Contrary to popular belief, there was a time when NASCAR racing was one of the most popular sports in the United States. Sunday was the automobile Sabbath and fathers would take their children to the track to watch the famous drivers of the day. That didn’t last for too long.
As problems arose from its safety and culture, the sport has become increasingly distant from mainstream American sporting culture. NASCAR fell off the viewing pedestal for a good chunk of Americans, as we turned on the Super Bowl and World Series instead of the Daytona 500.
But all is not lost for the sport where cars drive around in a circle for a few hours. Here are some elements of the sport which need to be fixed before NASCAR moves back up to the upper American sports echelon.
Saturday’s horrific accident speaks volumes about how dangerous auto racing is. On the last lap in the DRIVE4COPD, the opening race of the Nationwide Series (NASCAR’s Triple A affiliate) at Daytona International Speedway, there was a crash which involved at least 12 cars and injured 33 spectators, some as far away as the upper deck. In the 1987 Winston 500 at Talladega Motor Speedway in Alabama, Bobby Allison had an accident which at the time was seen as the worst accident in NASCAR history. Saturday’s accident takes the cake. Kyle Larson’s 32 car went airborne and broke the catch fence that separates the cars from the grandstand. The engine of his car ended up in the stands.
There are dangers to drivers in auto racing but this illustrates the danger of being a spectator at a race. If NASCAR wants to prevent these types of accidents, then it needs to install stronger catch fences around its tracks or move fans farther away from the action. An example of this method is seen in Japanese baseball stadiums, where there are fences along the stands to prevent hard hit balls and thrown bats from reaching the spectators. While these measures may detract from the experience of being close to a race (or game), it will keep fans safer and prevent incidents like Saturday’s from happening often.

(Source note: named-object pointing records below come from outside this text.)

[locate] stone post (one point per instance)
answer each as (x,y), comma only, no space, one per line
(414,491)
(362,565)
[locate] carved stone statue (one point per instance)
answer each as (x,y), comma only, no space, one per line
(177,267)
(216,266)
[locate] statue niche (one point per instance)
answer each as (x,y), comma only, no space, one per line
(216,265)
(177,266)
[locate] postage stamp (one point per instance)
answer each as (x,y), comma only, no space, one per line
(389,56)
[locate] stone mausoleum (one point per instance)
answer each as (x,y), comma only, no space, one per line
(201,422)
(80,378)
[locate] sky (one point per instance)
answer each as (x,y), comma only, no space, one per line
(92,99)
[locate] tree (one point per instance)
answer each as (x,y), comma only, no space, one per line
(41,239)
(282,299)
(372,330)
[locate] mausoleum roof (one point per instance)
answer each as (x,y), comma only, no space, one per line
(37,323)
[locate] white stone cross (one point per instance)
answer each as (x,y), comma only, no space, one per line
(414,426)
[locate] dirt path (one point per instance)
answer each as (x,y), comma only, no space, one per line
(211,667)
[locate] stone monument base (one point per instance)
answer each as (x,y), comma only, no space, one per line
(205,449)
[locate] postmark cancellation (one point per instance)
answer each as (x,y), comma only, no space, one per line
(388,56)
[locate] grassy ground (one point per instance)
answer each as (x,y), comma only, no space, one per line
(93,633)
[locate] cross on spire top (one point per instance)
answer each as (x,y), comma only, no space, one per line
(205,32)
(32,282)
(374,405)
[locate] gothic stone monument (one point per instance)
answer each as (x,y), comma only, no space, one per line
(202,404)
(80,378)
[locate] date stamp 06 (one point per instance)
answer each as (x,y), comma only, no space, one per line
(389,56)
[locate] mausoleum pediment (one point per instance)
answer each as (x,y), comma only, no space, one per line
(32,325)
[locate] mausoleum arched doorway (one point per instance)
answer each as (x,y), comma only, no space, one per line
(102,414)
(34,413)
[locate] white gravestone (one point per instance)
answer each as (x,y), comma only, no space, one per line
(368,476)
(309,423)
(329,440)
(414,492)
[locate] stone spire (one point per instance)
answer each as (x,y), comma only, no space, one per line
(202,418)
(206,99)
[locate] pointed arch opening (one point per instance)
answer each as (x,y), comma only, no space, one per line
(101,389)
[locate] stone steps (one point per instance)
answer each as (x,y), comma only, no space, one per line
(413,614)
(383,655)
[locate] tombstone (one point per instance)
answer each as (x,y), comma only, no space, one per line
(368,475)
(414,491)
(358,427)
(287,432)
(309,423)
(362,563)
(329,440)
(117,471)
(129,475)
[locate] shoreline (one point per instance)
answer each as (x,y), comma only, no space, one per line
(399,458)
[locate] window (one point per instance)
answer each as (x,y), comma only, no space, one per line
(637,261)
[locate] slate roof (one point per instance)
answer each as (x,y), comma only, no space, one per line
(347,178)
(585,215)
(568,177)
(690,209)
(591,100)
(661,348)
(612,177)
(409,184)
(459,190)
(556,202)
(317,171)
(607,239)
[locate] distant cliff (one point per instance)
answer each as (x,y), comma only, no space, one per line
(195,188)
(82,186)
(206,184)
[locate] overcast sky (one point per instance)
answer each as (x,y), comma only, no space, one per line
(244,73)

Another issue in terms of the racing is the track selection. There are only two road courses (courses that contain more turns, both left and right) on NASCAR’s schedule. Many Americans do not like watching cars make left turns for three hours. Road courses cause much more drama and intrigue. NASCAR could add more road races to their schedule to breakup the left-hand turn monopoly.
NASCAR only appeals to a certain demographic. The vast majority of drivers across all NASCAR series are from America. If NASCAR would like to have a broader appeal, then it should have a more diverse driver pool. There are no minority drivers on NASCAR’s top two circuits (Sprint Cup and Nationwide Series). The NASCAR Camping World Truck Series (third tier) will have Darrell Wallace Jr. as the fourth black driver in NASCAR history. If Wallace Jr. succeeds, then he would be essential to engendering connections with minorities. If he does not succeed, then NASCAR needs to reevaluate its strategy in terms of branching out to these communities. According to NASCAR Fan Base Demographics from 2010, NASCAR’s largest fan base is in the South at 41%, which has a high white population. That’s not a strategy for success anymore.
In an effort to reach a broader appeal, NASCAR should focus on reaching the corners of the country or maybe going beyond. NASCAR could hold races outside of the United States in places like Montreal (Circuit Gilles Villeneuve) or Mexico City (Autodromo Hermanos Rodriguez) in order to promote the sport to a different audience.
Also, auto racing faces a serious battle with being energy efficient. Cars need gas to run. Eco-friendly people do not feel an alliance to a sport which they claim is killing their earth. NASCAR is distancing itself from a wave of fans who care about the environment. What NASCAR could do, which would be revolutionary, is try to develop a car which runs on hybrid power or entirely on battery. It would make for some interesting changes in pit strategy, car shape and possibly the type of racing but it would generate more avenues to reach fans.
The sponsorship deals it currently has in place with Chevrolet, Dodge, Ford and Toyota could lead to innovative science in alternative forms of auto racing. NASCAR could also add a fourth major branch to its series in which cars need to be entirely independent of gas. This would cause positive publicity for the sport in its effort to go green.
Everything has its flaws. NASCAR is seen as the dominant racing league in the United States. However, it is falling far behind other sports, in terms of national recognition and popularity. And, while it is not too far behind, the sport does not want to keep drifting backwards before it is out of the race. It just needs to catch up with the times first.